Stedelijk ontwikkelingsproject MER – Woningbouwprojecten staan sinds 1 april 2011 niet langer in lijst C van de bijlagen van het Besluit m.e.r. Ze zijn verhuisd naar bijlage D, en ondergebracht in de categorie 11.2: stedelijk ontwikkelingsproject.
Wanneer kan daar sprake van zijn?
- aaneengesloten gebied van 2000 of meer woningen;
- oppervlakte van 100 hectare of meer
- of een bedrijfsvloeroppervlakte van meer dan 200.000 m²
- bioscopen, theaters, sportcentra, kantoorgebouwen, etc. of een combinatie daarvan.
In kolom 2 staat onder meer dat er bij woningen sprake moet zijn van een ‘aaneengesloten gebied’.
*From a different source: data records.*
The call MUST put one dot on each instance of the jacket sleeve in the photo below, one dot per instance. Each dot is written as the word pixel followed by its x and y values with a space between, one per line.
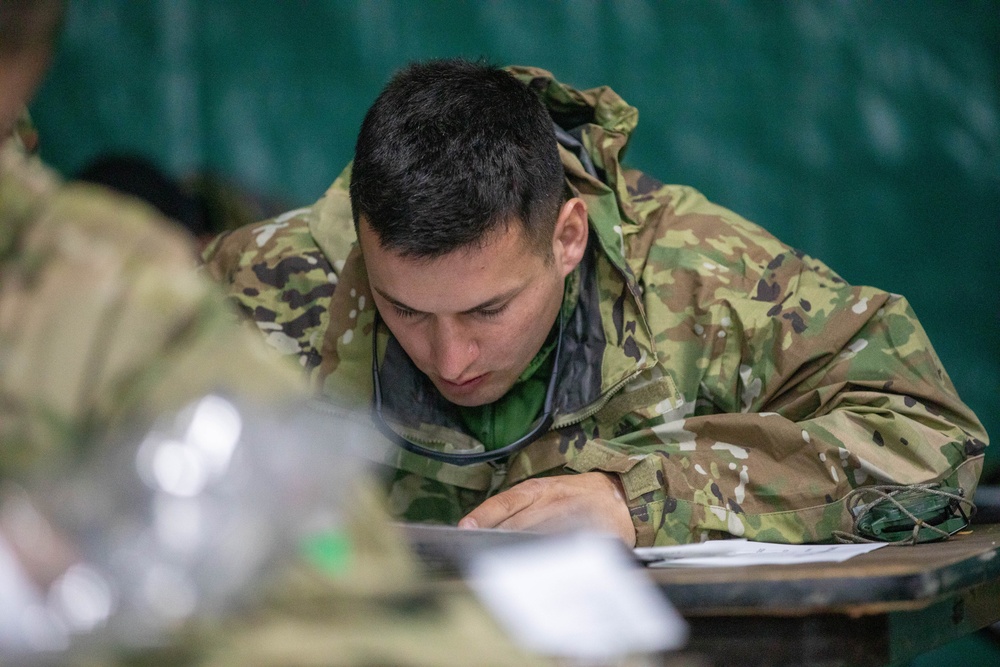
pixel 105 325
pixel 793 389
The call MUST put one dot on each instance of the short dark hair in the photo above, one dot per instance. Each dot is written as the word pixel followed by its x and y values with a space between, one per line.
pixel 450 153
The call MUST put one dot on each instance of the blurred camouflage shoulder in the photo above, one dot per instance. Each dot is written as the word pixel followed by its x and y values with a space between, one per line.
pixel 282 272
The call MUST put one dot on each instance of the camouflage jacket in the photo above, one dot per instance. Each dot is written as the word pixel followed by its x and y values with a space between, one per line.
pixel 737 386
pixel 104 321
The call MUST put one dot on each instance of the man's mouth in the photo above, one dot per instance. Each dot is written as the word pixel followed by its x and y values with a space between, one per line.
pixel 466 385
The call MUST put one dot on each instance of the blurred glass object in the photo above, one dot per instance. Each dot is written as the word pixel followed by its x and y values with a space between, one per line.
pixel 187 519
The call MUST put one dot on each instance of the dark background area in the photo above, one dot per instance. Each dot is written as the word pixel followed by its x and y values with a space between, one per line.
pixel 864 133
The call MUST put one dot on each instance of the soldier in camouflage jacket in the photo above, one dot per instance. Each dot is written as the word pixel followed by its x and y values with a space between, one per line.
pixel 731 385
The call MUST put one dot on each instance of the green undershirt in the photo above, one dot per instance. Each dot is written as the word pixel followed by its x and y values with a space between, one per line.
pixel 510 417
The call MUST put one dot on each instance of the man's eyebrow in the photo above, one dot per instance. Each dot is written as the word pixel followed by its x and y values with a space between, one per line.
pixel 485 305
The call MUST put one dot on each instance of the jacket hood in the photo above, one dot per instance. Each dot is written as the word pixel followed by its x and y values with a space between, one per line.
pixel 593 127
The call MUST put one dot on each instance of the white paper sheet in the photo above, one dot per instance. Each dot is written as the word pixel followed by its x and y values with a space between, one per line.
pixel 738 553
pixel 578 597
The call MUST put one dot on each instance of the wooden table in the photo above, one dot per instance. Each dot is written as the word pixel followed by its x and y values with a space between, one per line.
pixel 880 608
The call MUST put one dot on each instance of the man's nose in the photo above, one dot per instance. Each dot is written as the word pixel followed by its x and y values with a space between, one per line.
pixel 454 350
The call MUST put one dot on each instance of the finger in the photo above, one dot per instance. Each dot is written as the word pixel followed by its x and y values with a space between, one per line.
pixel 501 507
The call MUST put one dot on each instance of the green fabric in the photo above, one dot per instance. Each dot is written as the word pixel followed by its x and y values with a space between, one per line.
pixel 736 386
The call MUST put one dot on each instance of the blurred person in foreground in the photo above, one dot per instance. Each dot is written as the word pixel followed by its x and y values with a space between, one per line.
pixel 104 324
pixel 554 339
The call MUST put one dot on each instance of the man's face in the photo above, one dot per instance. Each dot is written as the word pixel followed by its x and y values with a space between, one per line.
pixel 471 320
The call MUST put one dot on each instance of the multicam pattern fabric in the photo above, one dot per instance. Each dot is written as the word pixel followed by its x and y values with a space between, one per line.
pixel 104 323
pixel 737 386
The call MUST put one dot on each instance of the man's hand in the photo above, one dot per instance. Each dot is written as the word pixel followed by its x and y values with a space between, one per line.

Volgens de Afdeling “kan onder omstandigheden ook voldaan zijn aan het daarin gestelde vereiste indien de gebieden die deel uitmaken van één woningbouwproject niet direct aaneensluiten, maar een zodanige geografische samenhang vormen dat de milieu-effecten van dit project worden gebundeld en elkaar versterken. De omstandigheid dat in verscheidene van de door appellant en andere genoemde stukken de ontwikkelingen in het plangebied en in het gebied (…) als een integrale gebiedsontwikkeling worden gezien, leidt niet tot dit oordeel. Ook als moet worden aangenomen dat de woningbouw in het plangebied en in het gebied (…) als één woningbouwproject moet worden aangemerkt, is niet aannemelijk gemaakt dat de milieu-effecten als gevolg van de ontwikkelingen in beide gebieden elkaar zullen versterken. Dat beide gebieden onder meer ontsloten zullen worden door de N50 en het station Kampen-Zuid is daarvoor niet voldoende, nu het plangebied niet alleen door de A50 wordt ontsloten, maar ook door de andere wegen (…).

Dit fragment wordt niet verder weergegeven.